After Slides, Urban Forestry Picks Up the Pieces

 

SDOT Urban Forestry tree trimmers use bucket trucks to access trees on slope.

 

Tree trimmer cuts trunk of tree that has fallen onto the road.

 

SDOT Street Maintenance and Urban Forestry crews clear tree limbs and brush from the roadway.

 

Healthy trees can minimize surface erosion and stabilize soils.  During prolonged periods of heavy rain, soil properties on steep slopes and other areas can change to such a degree that even healthy trees can uproot.  Trees may also be part of larger slides which affect all or portions of the soil the tree has depended upon for its stability.   When SDOT Urban Forestry is called to assist in the investigation and clean up of slides that involve trees, several conditions must be considered and addressed before clean up can begin.  Often slides present trees in various conditions; some have completely fallen and others have exposed roots and may be leaning precipitously.  The real challenge is determining which trees around the edges of the slide remain stable.  This requires careful consideration by arborists, geotechnical experts, and safety managers to ensure that the site is safe for clean-up activities as well as the public.

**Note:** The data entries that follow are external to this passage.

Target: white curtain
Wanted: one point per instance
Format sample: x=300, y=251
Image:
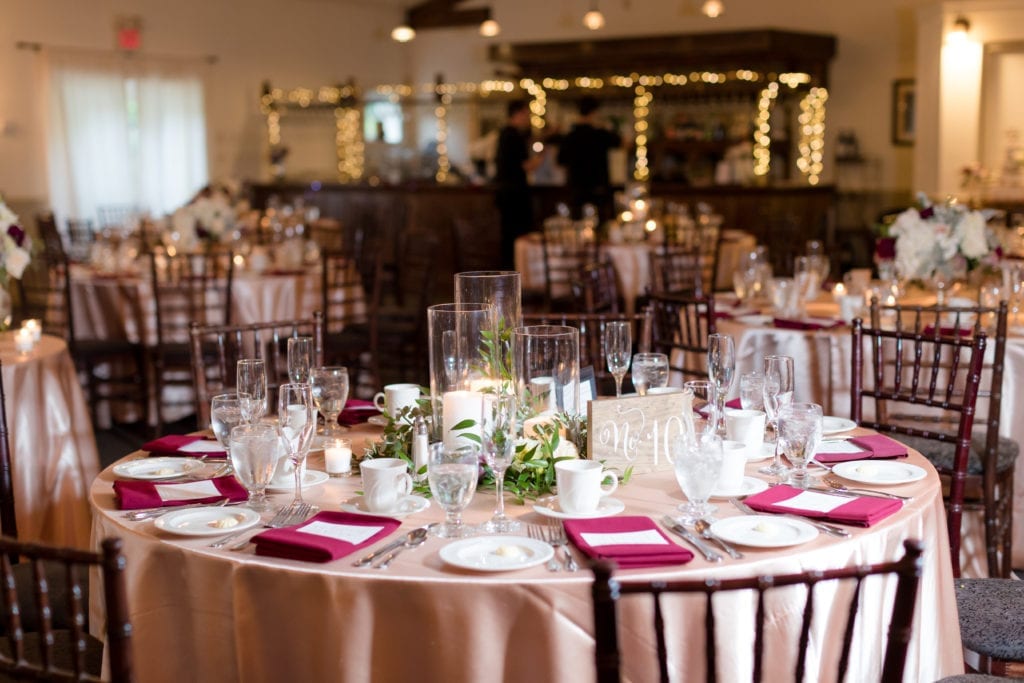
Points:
x=123, y=132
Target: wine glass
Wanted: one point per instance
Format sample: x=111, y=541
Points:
x=499, y=447
x=300, y=358
x=721, y=368
x=225, y=415
x=697, y=464
x=453, y=474
x=296, y=423
x=617, y=347
x=251, y=383
x=330, y=390
x=799, y=436
x=254, y=457
x=778, y=394
x=649, y=371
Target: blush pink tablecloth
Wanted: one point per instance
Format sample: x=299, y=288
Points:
x=53, y=451
x=232, y=615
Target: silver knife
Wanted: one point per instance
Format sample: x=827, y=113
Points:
x=678, y=528
x=827, y=528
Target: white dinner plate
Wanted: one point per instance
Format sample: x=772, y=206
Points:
x=157, y=468
x=605, y=508
x=407, y=505
x=879, y=471
x=764, y=530
x=750, y=486
x=207, y=521
x=310, y=479
x=834, y=425
x=497, y=553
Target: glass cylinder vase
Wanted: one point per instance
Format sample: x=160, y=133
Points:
x=460, y=369
x=546, y=368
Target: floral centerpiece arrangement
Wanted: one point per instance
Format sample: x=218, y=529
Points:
x=943, y=241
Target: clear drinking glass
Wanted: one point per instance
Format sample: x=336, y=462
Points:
x=499, y=447
x=777, y=394
x=799, y=436
x=296, y=424
x=300, y=358
x=225, y=415
x=617, y=350
x=254, y=457
x=721, y=368
x=697, y=464
x=649, y=371
x=330, y=391
x=251, y=382
x=752, y=391
x=453, y=474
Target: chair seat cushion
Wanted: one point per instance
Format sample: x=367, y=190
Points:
x=941, y=455
x=991, y=622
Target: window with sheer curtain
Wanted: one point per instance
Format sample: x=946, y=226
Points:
x=123, y=132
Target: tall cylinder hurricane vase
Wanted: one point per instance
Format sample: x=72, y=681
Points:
x=460, y=370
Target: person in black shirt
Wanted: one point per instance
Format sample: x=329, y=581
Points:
x=513, y=162
x=584, y=153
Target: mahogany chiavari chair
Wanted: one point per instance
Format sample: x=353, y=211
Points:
x=216, y=348
x=932, y=377
x=684, y=597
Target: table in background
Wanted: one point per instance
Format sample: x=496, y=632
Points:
x=239, y=616
x=53, y=450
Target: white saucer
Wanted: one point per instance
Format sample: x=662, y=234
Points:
x=750, y=486
x=407, y=506
x=607, y=507
x=311, y=478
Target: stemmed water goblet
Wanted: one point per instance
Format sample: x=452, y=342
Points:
x=296, y=424
x=300, y=358
x=777, y=394
x=251, y=385
x=452, y=474
x=254, y=458
x=330, y=391
x=499, y=446
x=617, y=350
x=721, y=368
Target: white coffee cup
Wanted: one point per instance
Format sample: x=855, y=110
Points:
x=745, y=426
x=396, y=396
x=730, y=478
x=581, y=484
x=384, y=481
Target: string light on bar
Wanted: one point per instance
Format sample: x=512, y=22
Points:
x=812, y=133
x=641, y=110
x=762, y=130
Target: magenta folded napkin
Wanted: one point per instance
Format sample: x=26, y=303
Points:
x=325, y=537
x=860, y=511
x=805, y=324
x=876, y=446
x=175, y=444
x=630, y=542
x=136, y=495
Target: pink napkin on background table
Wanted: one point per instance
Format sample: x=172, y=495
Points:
x=630, y=542
x=876, y=446
x=325, y=537
x=172, y=444
x=135, y=495
x=861, y=511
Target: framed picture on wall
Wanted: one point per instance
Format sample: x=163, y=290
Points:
x=904, y=112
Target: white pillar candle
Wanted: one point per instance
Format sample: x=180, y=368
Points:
x=458, y=407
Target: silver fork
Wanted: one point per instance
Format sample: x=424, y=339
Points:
x=540, y=534
x=556, y=537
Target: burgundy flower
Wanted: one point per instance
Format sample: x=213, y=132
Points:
x=16, y=233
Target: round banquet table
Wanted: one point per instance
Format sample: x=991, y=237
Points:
x=53, y=450
x=232, y=615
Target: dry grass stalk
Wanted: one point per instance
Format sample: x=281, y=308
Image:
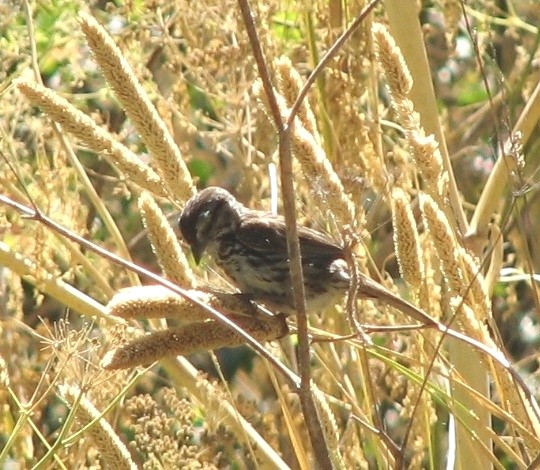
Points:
x=289, y=84
x=424, y=148
x=330, y=427
x=170, y=256
x=140, y=110
x=444, y=242
x=111, y=448
x=191, y=338
x=159, y=302
x=406, y=241
x=96, y=138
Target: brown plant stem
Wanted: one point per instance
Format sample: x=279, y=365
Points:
x=309, y=409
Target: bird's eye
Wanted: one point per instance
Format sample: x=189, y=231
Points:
x=205, y=214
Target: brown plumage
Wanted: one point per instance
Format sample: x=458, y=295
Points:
x=251, y=248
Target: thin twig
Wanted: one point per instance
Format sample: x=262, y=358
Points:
x=313, y=423
x=328, y=57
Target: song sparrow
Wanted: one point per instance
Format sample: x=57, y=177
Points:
x=250, y=246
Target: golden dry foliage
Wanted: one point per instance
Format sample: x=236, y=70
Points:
x=109, y=121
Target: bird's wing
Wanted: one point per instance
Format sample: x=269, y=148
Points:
x=268, y=234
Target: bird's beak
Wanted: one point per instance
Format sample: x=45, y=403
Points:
x=197, y=252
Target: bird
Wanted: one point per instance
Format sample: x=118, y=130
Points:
x=250, y=246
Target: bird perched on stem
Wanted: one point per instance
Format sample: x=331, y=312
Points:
x=251, y=248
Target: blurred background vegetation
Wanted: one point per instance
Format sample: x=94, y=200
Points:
x=195, y=62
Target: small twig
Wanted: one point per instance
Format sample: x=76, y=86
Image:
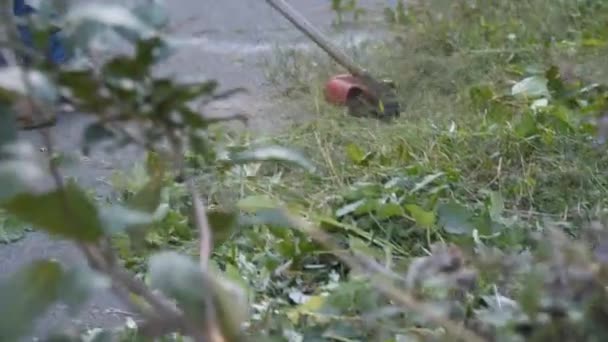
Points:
x=212, y=331
x=398, y=296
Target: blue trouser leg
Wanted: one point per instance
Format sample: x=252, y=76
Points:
x=3, y=61
x=56, y=51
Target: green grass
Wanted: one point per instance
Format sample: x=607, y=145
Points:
x=463, y=147
x=467, y=163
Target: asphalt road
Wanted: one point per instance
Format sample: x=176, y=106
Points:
x=228, y=39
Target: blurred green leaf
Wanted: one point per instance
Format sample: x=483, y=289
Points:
x=531, y=87
x=254, y=203
x=389, y=210
x=11, y=229
x=429, y=179
x=357, y=155
x=223, y=224
x=232, y=305
x=497, y=206
x=67, y=212
x=455, y=218
x=423, y=218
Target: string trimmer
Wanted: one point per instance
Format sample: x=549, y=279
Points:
x=359, y=90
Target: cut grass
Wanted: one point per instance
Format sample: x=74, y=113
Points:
x=446, y=50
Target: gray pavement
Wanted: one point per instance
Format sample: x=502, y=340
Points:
x=227, y=41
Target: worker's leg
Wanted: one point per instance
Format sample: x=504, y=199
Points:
x=56, y=51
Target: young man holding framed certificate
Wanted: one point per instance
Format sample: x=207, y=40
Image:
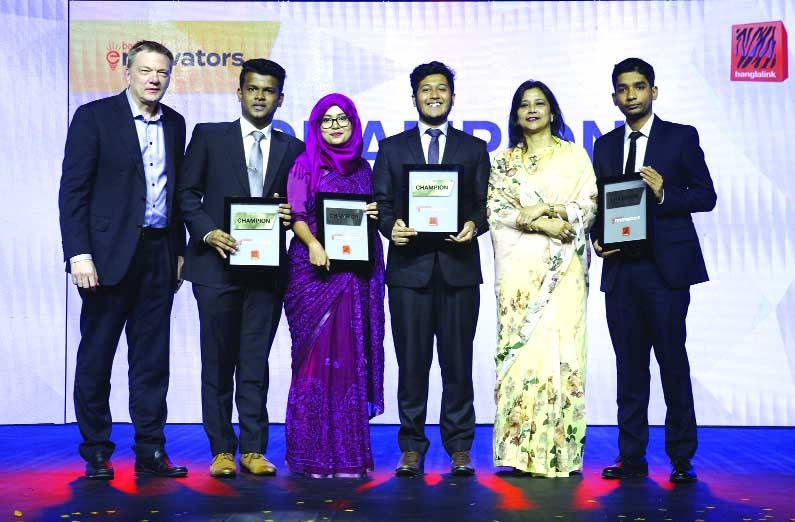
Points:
x=238, y=313
x=647, y=292
x=433, y=283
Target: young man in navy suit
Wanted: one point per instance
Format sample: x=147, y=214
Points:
x=433, y=286
x=123, y=241
x=238, y=315
x=647, y=294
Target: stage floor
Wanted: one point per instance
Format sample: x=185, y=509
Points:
x=746, y=474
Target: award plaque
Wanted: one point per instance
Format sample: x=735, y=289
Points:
x=626, y=207
x=260, y=236
x=344, y=230
x=432, y=206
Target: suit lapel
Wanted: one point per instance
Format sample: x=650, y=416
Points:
x=128, y=134
x=276, y=155
x=414, y=146
x=617, y=148
x=654, y=143
x=451, y=145
x=234, y=144
x=169, y=137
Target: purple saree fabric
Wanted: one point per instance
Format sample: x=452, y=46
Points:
x=337, y=327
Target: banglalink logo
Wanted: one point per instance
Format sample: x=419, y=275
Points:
x=117, y=53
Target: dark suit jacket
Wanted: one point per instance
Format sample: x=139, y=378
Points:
x=411, y=265
x=102, y=199
x=215, y=168
x=674, y=151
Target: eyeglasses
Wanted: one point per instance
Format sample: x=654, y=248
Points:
x=342, y=121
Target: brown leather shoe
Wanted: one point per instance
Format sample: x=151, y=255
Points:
x=461, y=464
x=256, y=464
x=223, y=466
x=412, y=464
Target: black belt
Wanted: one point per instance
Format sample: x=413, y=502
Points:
x=153, y=233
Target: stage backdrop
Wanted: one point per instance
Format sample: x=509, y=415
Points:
x=57, y=56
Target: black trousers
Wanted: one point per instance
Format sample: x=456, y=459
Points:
x=238, y=325
x=450, y=314
x=643, y=312
x=142, y=301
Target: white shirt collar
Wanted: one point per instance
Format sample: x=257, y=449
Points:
x=247, y=128
x=422, y=126
x=137, y=112
x=645, y=130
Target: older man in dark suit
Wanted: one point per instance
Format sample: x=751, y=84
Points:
x=647, y=294
x=239, y=315
x=433, y=286
x=123, y=240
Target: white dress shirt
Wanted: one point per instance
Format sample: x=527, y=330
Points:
x=640, y=144
x=425, y=139
x=640, y=147
x=248, y=141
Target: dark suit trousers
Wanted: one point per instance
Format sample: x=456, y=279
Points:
x=142, y=300
x=451, y=314
x=644, y=312
x=238, y=324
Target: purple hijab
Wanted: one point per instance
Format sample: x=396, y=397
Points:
x=344, y=158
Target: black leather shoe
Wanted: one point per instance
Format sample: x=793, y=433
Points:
x=627, y=468
x=159, y=465
x=461, y=464
x=99, y=468
x=683, y=472
x=412, y=464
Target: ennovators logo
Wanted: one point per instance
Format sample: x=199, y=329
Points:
x=207, y=55
x=759, y=52
x=190, y=58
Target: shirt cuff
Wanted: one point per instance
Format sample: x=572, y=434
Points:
x=79, y=257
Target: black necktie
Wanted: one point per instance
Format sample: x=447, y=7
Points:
x=433, y=148
x=629, y=168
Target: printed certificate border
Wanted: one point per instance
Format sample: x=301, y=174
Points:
x=642, y=246
x=322, y=200
x=444, y=167
x=255, y=269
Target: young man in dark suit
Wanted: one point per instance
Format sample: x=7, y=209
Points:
x=647, y=294
x=238, y=315
x=433, y=286
x=123, y=241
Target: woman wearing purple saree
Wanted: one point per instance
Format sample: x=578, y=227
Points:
x=336, y=319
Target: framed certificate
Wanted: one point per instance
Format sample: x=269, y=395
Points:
x=627, y=209
x=255, y=224
x=344, y=230
x=433, y=204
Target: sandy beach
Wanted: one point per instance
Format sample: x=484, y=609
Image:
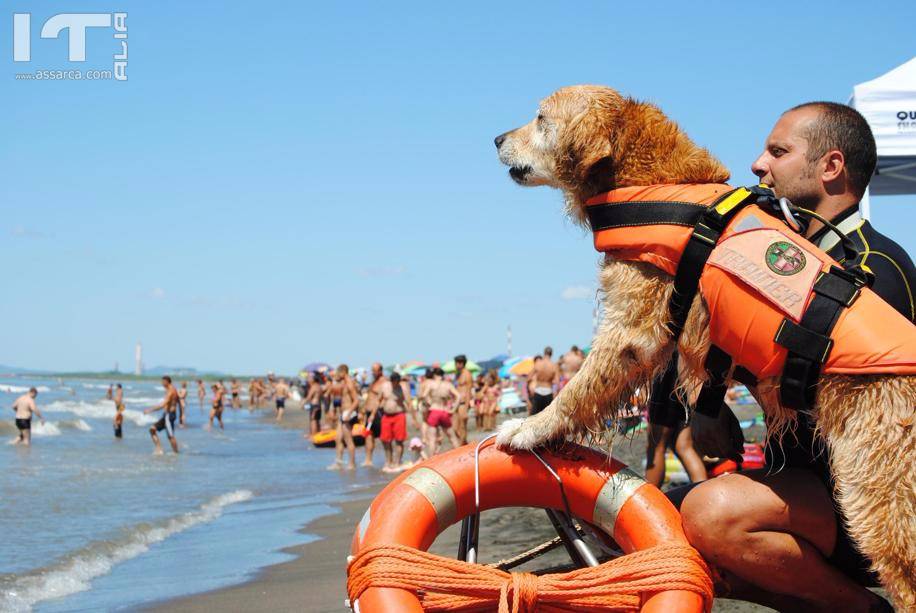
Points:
x=315, y=580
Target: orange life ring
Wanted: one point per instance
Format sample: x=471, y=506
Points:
x=414, y=508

Once these important decisions are made and the site is determined safe for employees, Urban Forestry and Street Maintenance crews coordinate debris removal and traffic control.  Urban Forestry utilizes ropes, pulleys, hydraulic winches, aerial lifts, chainsaws, climbers and ground personnel to remove fallen and leaning trees.  Further work usually involves moving the tree debris down-slope so that it is accessible to heavy equipment. The Safety Office helps maintain communication between teams and monitors site conditions.